National Carers Week is an annual campaign to raise awareness of caring and highlight the challenges unpaid carers face and recognise the contribution they make to families and communities throughout the UK.
Helen Kemp is a founder member of Access Thanet, a disability campaign group. This is Helen’s view of what it’s like to be a carer. Her eighteen year old son has muscular dystrophy and uses a powered wheelchair.
Personally, I’m not keen on “weeks” for anything – caring and disability are too important to celebrated for one week and neglected for the rest of the year.
In terms of being a carer, I am one of the relatively lucky ones. My son likes going out and is sociable, so I do get out. But imagine if you’re caring for someone who isn’t sociable, and maybe dribbles or can’t lift their head and people stare or perhaps laugh.
Imagine how isolating that experience is.
If people with disabilities aren’t seen to be socially welcome in our towns and communities all year round then the people who help them will become increasingly isolated.
The nightmare of access
The basics are important: lifts need to be working, ramps in place, beach walkways swept regularly etc etc.
I always have to check about wheelchair access and how easy parking is. We went for a birthday party recently in a pub and I’d not been there before. I rang and they promised everything was OK: they had a ramp, they’d reserved us a parking space.
All the way there I worried about it and when we arrived we found the accessible entrance wasn’t labelled so we went to the wrong door. At the right door, the ramp was one of those scary wobbly temporary ones. And they hadn’t reserved a parking space. When we came out someone had parked right at the back of my van so I couldn’t get the wheel chair in.
You have to think about every detail all the time!
It’s an anathema to me that people with disabilities and their carers still have to rely on charities for support because the statutory agencies don’t offer full support. I’m talking about practical stuff like beds, wheelchairs, home adaptations etc.
When you see press coverage of people fundraising to help a disabled person I always think: Why didn’t the press cover what that person was legally entitled to? We live in a society where people still need educating about their rights!
Currently the NHS and social services are under so much strain that now more than ever parents and carers have to take the lead in ensuring that young people with disabilities get any help at all. If I just relied on GPs and other professionals referring my son for appropriate support he wouldn’t get 80% of what he’s entitled to. Parents and carers who want the best have to lead the professionals on intervention.

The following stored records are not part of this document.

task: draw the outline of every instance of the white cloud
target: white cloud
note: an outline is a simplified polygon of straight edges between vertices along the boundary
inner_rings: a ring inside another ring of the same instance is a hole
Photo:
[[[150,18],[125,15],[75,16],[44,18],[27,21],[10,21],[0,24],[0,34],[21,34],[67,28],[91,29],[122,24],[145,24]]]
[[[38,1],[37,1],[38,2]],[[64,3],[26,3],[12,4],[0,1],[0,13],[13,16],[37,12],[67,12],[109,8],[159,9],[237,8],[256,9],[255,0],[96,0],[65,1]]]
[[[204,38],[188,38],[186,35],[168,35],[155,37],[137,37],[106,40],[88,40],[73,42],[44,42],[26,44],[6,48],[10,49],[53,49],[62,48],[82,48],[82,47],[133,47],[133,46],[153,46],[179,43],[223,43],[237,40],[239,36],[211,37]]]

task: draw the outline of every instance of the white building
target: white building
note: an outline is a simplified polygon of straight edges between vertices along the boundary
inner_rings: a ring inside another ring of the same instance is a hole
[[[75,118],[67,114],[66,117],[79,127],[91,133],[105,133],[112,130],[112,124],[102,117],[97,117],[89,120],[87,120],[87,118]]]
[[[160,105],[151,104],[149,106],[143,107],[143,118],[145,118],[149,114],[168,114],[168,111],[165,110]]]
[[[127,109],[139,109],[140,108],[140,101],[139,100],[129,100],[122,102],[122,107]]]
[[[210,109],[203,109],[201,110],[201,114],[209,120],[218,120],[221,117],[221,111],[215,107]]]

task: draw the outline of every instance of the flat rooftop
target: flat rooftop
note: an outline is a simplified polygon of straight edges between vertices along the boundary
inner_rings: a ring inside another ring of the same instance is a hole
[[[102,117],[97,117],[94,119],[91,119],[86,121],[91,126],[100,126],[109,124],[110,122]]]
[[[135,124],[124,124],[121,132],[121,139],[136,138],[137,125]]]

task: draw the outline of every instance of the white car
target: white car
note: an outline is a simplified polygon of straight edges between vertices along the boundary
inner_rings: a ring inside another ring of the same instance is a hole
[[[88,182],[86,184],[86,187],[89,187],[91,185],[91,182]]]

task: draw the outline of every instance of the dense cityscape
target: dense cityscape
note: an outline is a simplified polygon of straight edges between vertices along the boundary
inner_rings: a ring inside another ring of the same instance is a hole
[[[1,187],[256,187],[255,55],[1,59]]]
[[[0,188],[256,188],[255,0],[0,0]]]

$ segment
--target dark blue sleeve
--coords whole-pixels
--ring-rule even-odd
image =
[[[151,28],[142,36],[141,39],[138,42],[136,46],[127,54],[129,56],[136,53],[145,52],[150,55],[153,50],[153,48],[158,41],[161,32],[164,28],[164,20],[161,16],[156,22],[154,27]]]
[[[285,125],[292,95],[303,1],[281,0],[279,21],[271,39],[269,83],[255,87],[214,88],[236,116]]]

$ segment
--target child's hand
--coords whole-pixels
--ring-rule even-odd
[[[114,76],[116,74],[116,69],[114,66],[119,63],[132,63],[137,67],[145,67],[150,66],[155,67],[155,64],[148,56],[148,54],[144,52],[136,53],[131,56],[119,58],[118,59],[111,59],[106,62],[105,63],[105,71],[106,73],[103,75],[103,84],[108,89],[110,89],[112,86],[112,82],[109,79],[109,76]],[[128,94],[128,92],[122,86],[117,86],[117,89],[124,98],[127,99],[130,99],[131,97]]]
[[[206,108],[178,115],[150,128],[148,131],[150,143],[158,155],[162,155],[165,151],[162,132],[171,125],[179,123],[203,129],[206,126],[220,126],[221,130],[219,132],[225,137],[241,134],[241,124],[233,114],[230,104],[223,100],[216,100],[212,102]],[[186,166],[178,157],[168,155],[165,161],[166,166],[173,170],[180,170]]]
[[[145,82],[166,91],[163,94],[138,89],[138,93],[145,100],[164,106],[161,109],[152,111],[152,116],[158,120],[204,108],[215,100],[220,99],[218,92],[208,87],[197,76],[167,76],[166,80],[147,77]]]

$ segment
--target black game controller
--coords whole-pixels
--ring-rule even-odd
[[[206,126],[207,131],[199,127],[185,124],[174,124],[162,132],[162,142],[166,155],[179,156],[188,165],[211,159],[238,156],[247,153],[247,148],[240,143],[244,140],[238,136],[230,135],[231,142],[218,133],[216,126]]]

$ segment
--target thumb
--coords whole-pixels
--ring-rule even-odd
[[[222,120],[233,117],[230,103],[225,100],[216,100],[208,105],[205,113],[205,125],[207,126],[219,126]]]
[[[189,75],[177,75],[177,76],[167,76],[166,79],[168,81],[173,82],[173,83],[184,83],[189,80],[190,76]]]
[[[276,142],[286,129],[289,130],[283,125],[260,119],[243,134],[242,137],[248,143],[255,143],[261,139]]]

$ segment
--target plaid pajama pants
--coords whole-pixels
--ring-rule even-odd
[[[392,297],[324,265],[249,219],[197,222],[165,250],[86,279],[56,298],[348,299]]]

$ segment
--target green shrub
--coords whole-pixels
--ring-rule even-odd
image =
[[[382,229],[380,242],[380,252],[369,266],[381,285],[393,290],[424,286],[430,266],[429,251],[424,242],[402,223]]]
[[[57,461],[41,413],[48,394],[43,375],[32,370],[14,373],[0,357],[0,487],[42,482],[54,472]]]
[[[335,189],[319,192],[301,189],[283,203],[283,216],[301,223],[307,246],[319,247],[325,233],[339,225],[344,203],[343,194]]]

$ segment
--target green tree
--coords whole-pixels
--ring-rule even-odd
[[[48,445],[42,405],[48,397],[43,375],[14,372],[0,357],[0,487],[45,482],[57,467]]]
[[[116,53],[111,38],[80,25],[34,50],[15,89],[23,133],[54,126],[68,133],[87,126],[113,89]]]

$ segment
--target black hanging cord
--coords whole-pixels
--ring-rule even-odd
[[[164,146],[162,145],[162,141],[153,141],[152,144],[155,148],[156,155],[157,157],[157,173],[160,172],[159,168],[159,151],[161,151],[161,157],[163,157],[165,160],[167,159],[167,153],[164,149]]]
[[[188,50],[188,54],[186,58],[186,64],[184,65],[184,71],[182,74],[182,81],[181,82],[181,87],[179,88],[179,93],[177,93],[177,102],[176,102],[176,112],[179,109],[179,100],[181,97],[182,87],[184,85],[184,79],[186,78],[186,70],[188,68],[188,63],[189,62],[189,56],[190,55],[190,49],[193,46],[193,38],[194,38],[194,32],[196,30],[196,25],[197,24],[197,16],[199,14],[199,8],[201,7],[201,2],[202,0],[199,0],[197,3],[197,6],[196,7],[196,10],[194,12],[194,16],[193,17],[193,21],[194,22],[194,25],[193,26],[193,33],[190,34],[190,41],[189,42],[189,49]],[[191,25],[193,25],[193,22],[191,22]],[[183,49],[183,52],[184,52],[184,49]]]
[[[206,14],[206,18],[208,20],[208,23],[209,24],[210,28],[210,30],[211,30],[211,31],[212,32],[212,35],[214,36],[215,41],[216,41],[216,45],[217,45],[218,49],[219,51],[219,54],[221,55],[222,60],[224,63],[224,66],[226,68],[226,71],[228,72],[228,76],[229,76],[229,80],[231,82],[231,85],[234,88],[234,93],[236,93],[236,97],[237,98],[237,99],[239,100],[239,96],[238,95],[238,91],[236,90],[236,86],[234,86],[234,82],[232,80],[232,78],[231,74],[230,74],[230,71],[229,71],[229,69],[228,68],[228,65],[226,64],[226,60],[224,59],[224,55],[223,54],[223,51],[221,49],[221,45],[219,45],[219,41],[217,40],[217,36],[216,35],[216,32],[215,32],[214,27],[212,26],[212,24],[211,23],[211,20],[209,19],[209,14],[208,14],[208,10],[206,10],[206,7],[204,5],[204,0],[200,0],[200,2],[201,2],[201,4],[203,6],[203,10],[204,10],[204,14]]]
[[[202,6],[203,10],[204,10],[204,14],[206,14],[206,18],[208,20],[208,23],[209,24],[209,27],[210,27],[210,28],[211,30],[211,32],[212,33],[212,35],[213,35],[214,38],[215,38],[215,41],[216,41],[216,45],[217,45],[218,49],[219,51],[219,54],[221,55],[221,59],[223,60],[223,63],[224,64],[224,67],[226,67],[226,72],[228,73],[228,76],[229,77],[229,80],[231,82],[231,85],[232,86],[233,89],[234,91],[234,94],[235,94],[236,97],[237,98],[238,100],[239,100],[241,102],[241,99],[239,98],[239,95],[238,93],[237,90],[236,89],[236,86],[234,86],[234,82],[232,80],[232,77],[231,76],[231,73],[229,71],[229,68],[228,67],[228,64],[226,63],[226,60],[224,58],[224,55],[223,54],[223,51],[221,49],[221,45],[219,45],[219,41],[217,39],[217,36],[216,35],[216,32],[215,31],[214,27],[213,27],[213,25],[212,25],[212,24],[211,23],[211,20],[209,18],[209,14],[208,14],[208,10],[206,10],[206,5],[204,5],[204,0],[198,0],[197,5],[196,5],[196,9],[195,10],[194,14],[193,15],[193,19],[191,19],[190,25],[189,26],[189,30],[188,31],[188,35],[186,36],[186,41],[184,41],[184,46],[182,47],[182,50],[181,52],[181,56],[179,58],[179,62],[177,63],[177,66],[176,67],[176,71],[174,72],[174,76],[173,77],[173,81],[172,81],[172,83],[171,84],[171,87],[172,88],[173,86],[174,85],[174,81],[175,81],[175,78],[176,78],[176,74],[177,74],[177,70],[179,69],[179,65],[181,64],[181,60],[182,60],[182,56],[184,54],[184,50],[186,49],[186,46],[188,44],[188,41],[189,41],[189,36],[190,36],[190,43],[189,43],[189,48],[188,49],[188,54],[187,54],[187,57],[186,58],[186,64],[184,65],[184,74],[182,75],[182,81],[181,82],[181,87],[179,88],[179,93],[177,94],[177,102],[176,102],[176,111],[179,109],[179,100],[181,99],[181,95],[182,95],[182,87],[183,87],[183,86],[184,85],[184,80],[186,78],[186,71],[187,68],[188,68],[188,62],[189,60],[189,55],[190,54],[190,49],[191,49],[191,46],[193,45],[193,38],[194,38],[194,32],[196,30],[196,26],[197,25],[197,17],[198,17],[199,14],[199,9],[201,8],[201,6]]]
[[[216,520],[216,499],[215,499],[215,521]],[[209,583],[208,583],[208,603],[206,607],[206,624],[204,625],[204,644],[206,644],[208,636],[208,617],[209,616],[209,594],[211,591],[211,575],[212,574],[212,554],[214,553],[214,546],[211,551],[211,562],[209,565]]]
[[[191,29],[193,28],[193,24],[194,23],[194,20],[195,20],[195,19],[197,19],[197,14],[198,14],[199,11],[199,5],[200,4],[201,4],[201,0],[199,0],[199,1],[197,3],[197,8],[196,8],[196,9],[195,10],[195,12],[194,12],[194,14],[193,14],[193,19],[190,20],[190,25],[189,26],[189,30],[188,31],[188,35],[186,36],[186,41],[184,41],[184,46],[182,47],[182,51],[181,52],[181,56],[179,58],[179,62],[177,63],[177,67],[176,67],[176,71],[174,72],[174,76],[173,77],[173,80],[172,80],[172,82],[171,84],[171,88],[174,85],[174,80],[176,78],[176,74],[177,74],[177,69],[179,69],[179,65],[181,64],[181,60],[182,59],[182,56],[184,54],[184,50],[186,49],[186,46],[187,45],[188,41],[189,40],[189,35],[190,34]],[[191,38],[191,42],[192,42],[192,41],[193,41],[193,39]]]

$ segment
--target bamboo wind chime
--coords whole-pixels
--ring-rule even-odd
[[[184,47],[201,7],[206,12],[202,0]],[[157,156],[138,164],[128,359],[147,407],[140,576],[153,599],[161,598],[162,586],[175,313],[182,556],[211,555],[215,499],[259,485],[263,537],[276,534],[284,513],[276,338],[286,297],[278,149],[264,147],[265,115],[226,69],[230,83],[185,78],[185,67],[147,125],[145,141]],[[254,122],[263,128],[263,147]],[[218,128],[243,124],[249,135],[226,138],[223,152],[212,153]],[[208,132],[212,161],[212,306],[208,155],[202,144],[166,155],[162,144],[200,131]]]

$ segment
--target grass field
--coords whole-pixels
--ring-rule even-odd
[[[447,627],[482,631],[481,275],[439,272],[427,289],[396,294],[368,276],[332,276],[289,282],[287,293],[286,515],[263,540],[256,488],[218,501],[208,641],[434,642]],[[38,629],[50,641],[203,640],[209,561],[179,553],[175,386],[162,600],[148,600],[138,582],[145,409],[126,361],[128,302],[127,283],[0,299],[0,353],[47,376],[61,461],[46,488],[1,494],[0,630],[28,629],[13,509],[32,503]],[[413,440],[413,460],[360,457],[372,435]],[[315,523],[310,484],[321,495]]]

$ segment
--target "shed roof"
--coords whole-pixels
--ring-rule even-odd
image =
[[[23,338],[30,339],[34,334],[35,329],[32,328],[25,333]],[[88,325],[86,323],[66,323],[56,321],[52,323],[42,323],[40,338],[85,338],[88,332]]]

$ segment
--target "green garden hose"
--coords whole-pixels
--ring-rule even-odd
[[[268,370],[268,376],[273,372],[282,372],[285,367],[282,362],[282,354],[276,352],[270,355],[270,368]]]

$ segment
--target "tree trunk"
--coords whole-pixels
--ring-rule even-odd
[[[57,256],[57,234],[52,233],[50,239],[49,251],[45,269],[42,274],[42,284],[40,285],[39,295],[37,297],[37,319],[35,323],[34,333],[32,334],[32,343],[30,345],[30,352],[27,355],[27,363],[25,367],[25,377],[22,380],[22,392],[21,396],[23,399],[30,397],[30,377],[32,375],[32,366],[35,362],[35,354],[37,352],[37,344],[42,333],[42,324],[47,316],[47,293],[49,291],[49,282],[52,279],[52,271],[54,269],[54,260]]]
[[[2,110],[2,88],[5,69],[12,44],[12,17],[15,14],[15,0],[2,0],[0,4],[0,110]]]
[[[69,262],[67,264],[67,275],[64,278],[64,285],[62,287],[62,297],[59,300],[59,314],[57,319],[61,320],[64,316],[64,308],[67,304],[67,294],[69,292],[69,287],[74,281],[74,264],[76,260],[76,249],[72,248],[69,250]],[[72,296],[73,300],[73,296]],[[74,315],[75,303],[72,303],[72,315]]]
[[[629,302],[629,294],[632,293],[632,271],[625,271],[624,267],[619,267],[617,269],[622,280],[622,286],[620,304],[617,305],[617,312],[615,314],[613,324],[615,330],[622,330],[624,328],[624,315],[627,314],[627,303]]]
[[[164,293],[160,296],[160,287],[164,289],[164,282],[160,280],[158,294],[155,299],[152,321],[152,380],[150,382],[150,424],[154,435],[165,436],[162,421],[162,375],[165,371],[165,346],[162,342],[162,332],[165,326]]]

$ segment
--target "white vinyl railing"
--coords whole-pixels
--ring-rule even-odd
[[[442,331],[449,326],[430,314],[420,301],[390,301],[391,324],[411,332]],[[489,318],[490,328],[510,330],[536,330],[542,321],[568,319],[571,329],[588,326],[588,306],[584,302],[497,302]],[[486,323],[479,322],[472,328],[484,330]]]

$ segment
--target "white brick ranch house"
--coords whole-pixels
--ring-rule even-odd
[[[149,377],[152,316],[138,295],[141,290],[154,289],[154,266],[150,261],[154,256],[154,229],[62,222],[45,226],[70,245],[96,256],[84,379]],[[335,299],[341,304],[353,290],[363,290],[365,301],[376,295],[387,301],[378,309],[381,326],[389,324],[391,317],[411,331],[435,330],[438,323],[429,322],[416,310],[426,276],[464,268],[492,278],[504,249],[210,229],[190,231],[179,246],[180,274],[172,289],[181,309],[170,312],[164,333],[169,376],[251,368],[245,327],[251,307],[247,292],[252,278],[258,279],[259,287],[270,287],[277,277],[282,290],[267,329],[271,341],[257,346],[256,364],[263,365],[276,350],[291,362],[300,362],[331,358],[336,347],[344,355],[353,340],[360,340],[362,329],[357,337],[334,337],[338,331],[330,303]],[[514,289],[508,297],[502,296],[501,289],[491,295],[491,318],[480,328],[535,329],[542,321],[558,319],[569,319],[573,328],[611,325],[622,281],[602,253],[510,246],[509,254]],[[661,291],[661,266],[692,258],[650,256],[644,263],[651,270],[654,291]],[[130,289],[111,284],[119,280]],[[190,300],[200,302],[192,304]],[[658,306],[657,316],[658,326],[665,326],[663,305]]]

If you’re not a good communicator yourself, you can flounder! And that will affect simple things like whether you get a decent wheelchair or a proper bed.
We all criticise ourselves a great deal if we rely on people outside our families to support us – but without that support we may face terrible problems.
It comes down to knowing what you’re entitled to and fighting to get it. And then fighting for the people who are less pushy and less articulate than you. But the care system should be transparent and generous. We’re not a poor country. What better use is there for our wealth than caring for the disabled and proper funding for the people who care for them?